The $2 day challenge
"We're going to eat for only $2 each for the whole day tomorrow!" I announce. "Do you think we can do that?"
"Yeah," the boy exclaims, "I think we can."
"If we stick to basics and don't have treats or things like butter I think we won't even go hungry." I add. "I'll start some bean soup in the crock pot tonight..."
"I don't like bean soup!" the Girl whines. "Why do we have to do this?"
"Do you know there are people who don't have any choice about what they eat?" I ask her. "There are families who just have one bag of millet, one bag of beans and that's all they eat until it runs out, every day. If they are lucky maybe they have some vegetables to go with it. Those people are actually the lucky ones. They have food stored up. Some people buy their food every day with what they are able to make that day and if they don't make any money they don't get any food. If they only make a little bit they only get a little bit of food."
"I didn't know that." she answers.
"But why do we have to do it?" the Boy asks again.
"Have you ever felt what it's like to have to eat the same thing day after day?" I ask him. "Have you ever felt what it's like to run out of food before you stop feeling hungry? Do you know what it's like to wonder if there will be enough food to eat today?"
He answers no to each of these questions.
"Do you think it might be good for you to feel that so that you can know what it's like to be another kid in the world who goes through that every day."
I can see the wheels turning, and it's enough of a reason for me.
It's not too late for you to join. The challenge is to eat for one whole day for only $2. Just to get the slightest taste of what it's like to be truly poor. What if you only ate what you made that day and if you didn't make anything you and your children didn't eat? What would that drive you to do that you wouldn't even consider when you are well fed and warm and content? I always think of the families in Thailand who sell their daughters and wonder just how long the hunger lasts before that is an option for them.
Truthfully, at $2/person for a family of 6 I'm not even worried that we'll run out of food. I've been cooking peasant food for so long we probably won't even notice, aside from the extras, butter, olive oil, tea with cream and sugar... that's $12 for the day and I can do that, I have to do with not much more than that very often.
Even so I wonder, as I plan my menu and total the items using the bulk rate I pay for flour and rice at Costco what sort of rate the person who buys their daily food every day gets. I think of other things like how often I wash my hands in the course of preparing a meal, every every snotty nose I wipe, and every time I go to the bathroom and I think about the woman who have to walk miles every day for water. How often does she get to wash her hands? I go crazy if for some reason the water is off in my house for even half an hour. Imagine not washing, ever.

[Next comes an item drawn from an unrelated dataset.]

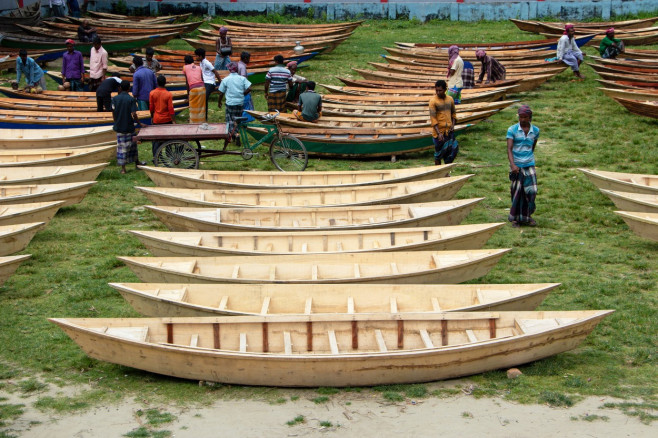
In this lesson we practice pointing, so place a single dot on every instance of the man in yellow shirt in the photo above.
(442, 118)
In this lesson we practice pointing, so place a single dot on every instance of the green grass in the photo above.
(579, 242)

So we will think about it, as we go about our day, with the abundance piled on the counters that we must not eat and the set in stone menu with no extras that we cannot deviate from and I think it will be worth doing for these the short people.
But since they don't want bean soup I'll make lentils instead, green for lunch, red dahl for dinner, with rice, and potatoes, and eggs for breakfast.
I'm jazzing up my challenge by trying to do it with real food and we have a guest coming for lunch. I've never had to consider eating less so a guest can have her fill before. But I know people everywhere have to make that choice. I'll let you know how it goes.